Re: Betting on hepatitis C: how financial speculation in drug development influences access to medicines
We would like to clarify a few points addressed in this week’s BMJ analysis.
First, our focus is to improve care for HCV-infected individuals. We have accomplished this by bringing to market three breakthrough therapies that offer a cure to the vast majority of patients suffering from hepatitis C, a life threatening and debilitating disease. In two and a half years, more than one million HCV patients have been treated with our HCV therapies throughout the world. We believe we have cured more patients in this timeframe than in the previous 20 years.
Second, our therapies were developed by Pharmasset and Gilead – with no funding from the NIH, the Veterans Association or Emory.
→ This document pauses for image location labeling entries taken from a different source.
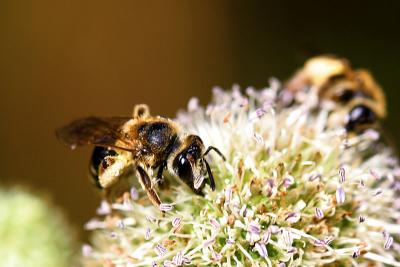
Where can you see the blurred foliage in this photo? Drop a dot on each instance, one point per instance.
(32, 232)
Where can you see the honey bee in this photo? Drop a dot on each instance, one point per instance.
(141, 143)
(354, 91)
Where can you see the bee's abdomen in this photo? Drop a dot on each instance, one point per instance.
(98, 156)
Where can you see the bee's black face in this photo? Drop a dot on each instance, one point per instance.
(187, 165)
(360, 116)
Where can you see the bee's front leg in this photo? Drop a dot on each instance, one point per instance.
(145, 182)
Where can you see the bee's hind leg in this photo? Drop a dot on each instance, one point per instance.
(146, 184)
(161, 182)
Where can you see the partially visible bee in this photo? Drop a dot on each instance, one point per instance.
(141, 143)
(361, 98)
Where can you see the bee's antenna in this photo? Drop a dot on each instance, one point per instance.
(210, 175)
(216, 150)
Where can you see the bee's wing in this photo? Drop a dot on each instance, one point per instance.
(96, 131)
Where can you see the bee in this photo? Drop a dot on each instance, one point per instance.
(355, 92)
(141, 143)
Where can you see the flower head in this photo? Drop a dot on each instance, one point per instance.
(294, 191)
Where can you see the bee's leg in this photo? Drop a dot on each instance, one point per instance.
(146, 184)
(160, 179)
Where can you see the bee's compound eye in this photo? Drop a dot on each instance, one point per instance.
(360, 116)
(183, 168)
(98, 155)
(346, 95)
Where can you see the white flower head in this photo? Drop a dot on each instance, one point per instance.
(289, 194)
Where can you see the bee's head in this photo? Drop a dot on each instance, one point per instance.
(188, 163)
(360, 117)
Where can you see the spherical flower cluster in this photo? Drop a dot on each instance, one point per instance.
(293, 191)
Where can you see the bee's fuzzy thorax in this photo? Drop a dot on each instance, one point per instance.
(294, 191)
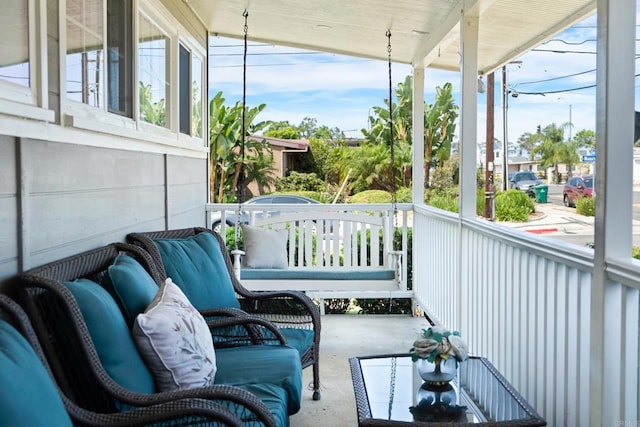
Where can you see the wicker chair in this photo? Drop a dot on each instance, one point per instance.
(289, 310)
(171, 412)
(74, 361)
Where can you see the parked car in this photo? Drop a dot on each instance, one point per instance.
(525, 181)
(576, 187)
(230, 216)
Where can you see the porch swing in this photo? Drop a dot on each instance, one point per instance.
(326, 254)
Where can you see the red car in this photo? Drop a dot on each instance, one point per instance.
(577, 186)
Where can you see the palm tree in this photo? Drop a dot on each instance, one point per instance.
(227, 144)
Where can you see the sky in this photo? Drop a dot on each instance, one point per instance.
(339, 91)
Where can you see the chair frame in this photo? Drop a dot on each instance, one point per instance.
(185, 411)
(69, 349)
(284, 308)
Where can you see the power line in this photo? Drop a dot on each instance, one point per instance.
(555, 78)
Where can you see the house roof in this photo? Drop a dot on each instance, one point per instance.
(423, 32)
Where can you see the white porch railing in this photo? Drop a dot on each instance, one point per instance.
(524, 302)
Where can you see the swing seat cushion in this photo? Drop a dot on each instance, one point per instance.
(196, 264)
(316, 274)
(265, 248)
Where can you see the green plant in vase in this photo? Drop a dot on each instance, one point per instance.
(438, 352)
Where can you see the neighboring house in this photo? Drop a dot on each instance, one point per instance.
(286, 158)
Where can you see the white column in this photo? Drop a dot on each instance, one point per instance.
(613, 176)
(418, 134)
(467, 146)
(469, 114)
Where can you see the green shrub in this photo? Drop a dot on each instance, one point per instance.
(444, 201)
(371, 196)
(586, 206)
(404, 195)
(513, 205)
(297, 181)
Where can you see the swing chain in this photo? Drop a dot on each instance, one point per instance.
(240, 184)
(394, 201)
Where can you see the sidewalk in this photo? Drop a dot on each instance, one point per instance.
(552, 218)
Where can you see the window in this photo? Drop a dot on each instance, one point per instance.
(120, 57)
(14, 43)
(88, 79)
(85, 51)
(197, 69)
(153, 52)
(190, 75)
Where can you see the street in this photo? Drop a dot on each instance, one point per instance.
(571, 227)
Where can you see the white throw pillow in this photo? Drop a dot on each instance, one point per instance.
(175, 342)
(265, 248)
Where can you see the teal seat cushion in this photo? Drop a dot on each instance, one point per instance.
(262, 364)
(28, 395)
(197, 266)
(111, 336)
(131, 285)
(274, 397)
(300, 339)
(315, 274)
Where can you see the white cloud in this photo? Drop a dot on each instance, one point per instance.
(339, 91)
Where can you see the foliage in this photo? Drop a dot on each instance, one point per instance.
(228, 164)
(513, 205)
(371, 196)
(586, 206)
(283, 130)
(151, 112)
(438, 344)
(439, 129)
(404, 195)
(444, 200)
(297, 181)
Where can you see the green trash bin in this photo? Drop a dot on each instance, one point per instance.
(541, 193)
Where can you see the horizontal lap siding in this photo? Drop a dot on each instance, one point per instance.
(77, 198)
(187, 191)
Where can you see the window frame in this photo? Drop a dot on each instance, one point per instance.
(86, 117)
(31, 101)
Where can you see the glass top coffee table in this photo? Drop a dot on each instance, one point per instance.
(389, 391)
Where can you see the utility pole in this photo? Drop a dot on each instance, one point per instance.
(505, 142)
(489, 189)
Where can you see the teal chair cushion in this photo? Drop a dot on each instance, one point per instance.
(111, 336)
(262, 364)
(197, 266)
(131, 285)
(28, 395)
(274, 397)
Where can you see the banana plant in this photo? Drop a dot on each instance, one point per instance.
(227, 144)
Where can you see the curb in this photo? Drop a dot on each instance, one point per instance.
(543, 230)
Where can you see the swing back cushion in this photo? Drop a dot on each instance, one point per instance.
(196, 264)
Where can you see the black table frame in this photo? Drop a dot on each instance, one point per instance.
(476, 380)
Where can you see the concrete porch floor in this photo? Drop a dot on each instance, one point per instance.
(342, 337)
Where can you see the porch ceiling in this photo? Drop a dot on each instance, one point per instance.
(423, 31)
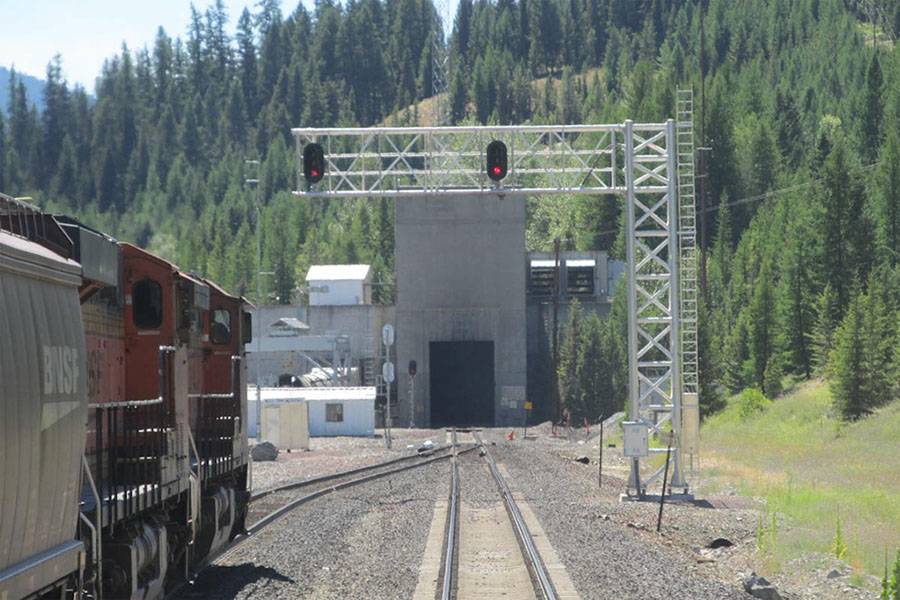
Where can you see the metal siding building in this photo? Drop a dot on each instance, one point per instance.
(339, 285)
(357, 408)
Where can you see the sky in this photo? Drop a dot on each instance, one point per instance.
(87, 32)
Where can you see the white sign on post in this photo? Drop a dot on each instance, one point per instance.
(387, 372)
(387, 335)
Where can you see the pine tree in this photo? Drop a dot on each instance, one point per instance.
(886, 199)
(709, 366)
(247, 61)
(762, 325)
(842, 200)
(827, 322)
(848, 363)
(570, 392)
(872, 109)
(796, 294)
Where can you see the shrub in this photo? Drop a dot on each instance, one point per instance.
(751, 401)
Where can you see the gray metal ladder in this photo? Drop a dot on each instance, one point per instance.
(687, 238)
Pharmasset did receive a small grant from the IRS for $244,479 under the Qualifying Therapeutic Discovery Project program for the development of sofosbuvir as a tax incentive. In addition, we continue to innovate and improve upon our own medicines. We are actively working on a third single tablet regimen being evaluated in four Phase 3 trials among patients who have previously failed direct-acting antiviral treatment.
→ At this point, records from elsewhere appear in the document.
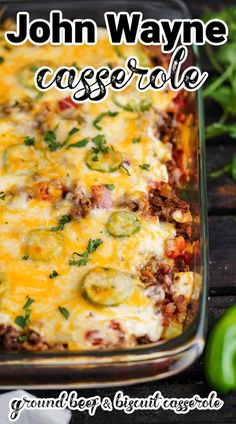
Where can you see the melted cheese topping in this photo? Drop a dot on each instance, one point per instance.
(26, 114)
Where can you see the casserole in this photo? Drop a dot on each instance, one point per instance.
(135, 352)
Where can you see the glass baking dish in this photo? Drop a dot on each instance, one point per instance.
(146, 362)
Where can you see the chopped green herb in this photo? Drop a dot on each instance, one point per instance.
(81, 143)
(2, 195)
(53, 274)
(23, 320)
(136, 140)
(145, 166)
(29, 141)
(110, 186)
(64, 312)
(28, 303)
(125, 169)
(101, 116)
(84, 257)
(51, 139)
(22, 338)
(72, 132)
(65, 219)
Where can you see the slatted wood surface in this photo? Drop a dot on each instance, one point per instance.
(222, 226)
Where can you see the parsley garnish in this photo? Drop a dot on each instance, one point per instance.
(51, 139)
(101, 116)
(100, 143)
(64, 312)
(61, 223)
(29, 141)
(81, 143)
(126, 169)
(72, 132)
(23, 320)
(53, 274)
(136, 140)
(145, 166)
(110, 186)
(84, 257)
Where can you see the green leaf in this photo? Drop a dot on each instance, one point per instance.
(20, 320)
(81, 143)
(64, 312)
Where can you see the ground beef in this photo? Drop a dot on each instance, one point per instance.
(12, 340)
(164, 201)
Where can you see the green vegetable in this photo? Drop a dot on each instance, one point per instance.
(64, 312)
(227, 169)
(81, 143)
(29, 141)
(23, 320)
(222, 88)
(220, 365)
(145, 166)
(103, 158)
(106, 286)
(20, 159)
(123, 224)
(54, 274)
(42, 245)
(101, 116)
(65, 219)
(84, 257)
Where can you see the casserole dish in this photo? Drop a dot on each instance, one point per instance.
(146, 361)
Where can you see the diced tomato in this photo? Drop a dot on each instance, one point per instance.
(176, 247)
(43, 191)
(93, 336)
(102, 196)
(66, 103)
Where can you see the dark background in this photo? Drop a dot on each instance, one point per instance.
(222, 226)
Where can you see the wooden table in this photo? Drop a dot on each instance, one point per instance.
(222, 226)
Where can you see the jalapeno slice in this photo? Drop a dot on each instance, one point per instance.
(123, 224)
(20, 159)
(43, 245)
(104, 162)
(106, 286)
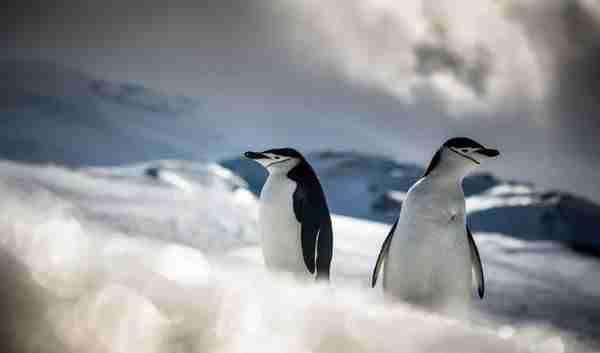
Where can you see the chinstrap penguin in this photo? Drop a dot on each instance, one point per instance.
(294, 219)
(430, 256)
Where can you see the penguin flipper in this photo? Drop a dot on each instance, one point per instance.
(385, 248)
(476, 264)
(310, 208)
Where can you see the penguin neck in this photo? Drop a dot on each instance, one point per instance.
(448, 175)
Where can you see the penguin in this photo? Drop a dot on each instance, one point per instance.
(294, 219)
(430, 256)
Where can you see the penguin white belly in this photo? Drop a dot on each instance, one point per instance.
(429, 260)
(280, 230)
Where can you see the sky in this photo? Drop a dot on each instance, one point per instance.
(518, 75)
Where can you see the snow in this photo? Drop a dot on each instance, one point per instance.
(126, 260)
(373, 187)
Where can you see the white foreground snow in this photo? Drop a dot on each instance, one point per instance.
(112, 260)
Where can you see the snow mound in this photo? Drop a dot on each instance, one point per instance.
(122, 262)
(373, 187)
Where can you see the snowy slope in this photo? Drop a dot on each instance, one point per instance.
(163, 257)
(372, 187)
(48, 109)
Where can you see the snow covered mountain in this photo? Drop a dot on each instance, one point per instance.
(372, 187)
(163, 256)
(53, 114)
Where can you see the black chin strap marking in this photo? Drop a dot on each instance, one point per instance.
(277, 162)
(464, 155)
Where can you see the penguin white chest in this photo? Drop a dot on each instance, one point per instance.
(280, 230)
(429, 254)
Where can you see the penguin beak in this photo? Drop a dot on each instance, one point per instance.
(255, 155)
(488, 152)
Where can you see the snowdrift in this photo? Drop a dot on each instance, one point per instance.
(162, 257)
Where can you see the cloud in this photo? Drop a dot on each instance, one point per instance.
(480, 57)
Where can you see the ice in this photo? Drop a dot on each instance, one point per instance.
(135, 264)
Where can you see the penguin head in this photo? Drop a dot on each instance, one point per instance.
(278, 160)
(459, 156)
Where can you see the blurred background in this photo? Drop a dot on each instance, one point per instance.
(366, 75)
(124, 199)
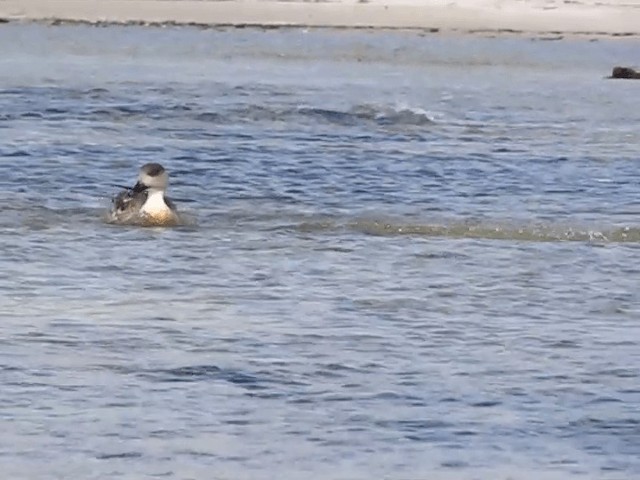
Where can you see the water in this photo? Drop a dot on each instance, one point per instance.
(414, 257)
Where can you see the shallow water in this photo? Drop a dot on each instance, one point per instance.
(414, 256)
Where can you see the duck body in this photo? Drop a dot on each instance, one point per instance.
(145, 203)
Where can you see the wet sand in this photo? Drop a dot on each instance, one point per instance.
(605, 18)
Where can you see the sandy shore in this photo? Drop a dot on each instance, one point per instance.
(606, 17)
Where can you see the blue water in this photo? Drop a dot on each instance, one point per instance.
(413, 256)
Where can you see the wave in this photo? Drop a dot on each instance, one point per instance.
(472, 230)
(96, 105)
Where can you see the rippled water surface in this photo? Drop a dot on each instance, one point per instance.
(415, 256)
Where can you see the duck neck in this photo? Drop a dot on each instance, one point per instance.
(155, 200)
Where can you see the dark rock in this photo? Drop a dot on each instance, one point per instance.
(625, 72)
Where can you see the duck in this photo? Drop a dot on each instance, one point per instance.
(146, 202)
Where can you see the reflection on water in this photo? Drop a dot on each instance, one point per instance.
(410, 257)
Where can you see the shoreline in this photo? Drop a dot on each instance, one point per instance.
(531, 17)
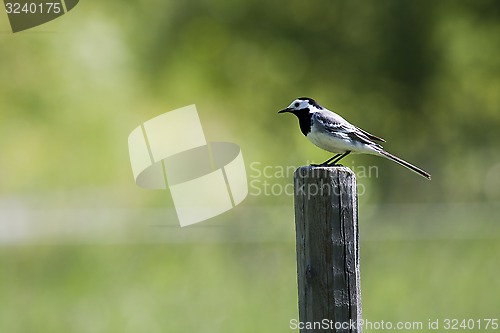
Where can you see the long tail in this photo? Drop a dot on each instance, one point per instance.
(405, 164)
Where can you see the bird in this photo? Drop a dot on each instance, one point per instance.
(330, 132)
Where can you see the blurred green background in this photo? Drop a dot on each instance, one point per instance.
(82, 249)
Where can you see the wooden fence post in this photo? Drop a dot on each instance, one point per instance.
(326, 222)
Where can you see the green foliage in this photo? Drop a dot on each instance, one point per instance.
(422, 74)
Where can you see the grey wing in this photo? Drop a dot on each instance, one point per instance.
(339, 127)
(370, 136)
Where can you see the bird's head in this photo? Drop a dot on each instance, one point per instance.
(302, 106)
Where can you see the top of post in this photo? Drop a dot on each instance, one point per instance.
(311, 169)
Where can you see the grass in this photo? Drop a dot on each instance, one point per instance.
(232, 287)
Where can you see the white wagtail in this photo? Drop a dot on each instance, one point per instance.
(331, 132)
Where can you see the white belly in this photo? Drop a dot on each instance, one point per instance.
(338, 144)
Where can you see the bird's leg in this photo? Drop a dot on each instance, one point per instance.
(338, 158)
(327, 161)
Third, the statement that Gilead set a price based solely on internal deliberations is not accurate. Giead conducted extensive research with a broad group of private and public payers to determine a fair and reasonable price. After these discussions, Gilead set the wholesale acquisition cost (WAC) for Sovaldi at $84,000. At this price, a regimen using 12 weeks of sofosbuvir and 12 weeks of pegylated interferon and ribavirin cost $94,000, a price that was neutral to the price of the standard of care at the time (protease inhibitor, pegylated interferon and ribavirin), even though the Sovaldi regimen provided significant improvements over the prior standard of care in terms of cure rates, safety and duration of therapy. Companies set a WAC price, a list price at which wholesale distributors purchase drug products. The WAC price then serves as the basis for negotiated discounts and rebates between manufacturers and payers as competition develops in a therapeutic space. Mandatory discounts are also given to payers like Medicaid. This process is standard in the industry and in this case most payers receive substantial discounts off the list price with the steepest discounts going to government payers like Medicaid and the VA. Both the VA and Medicaid, for example, currently receive discounts in excess of 50% on Harvoni.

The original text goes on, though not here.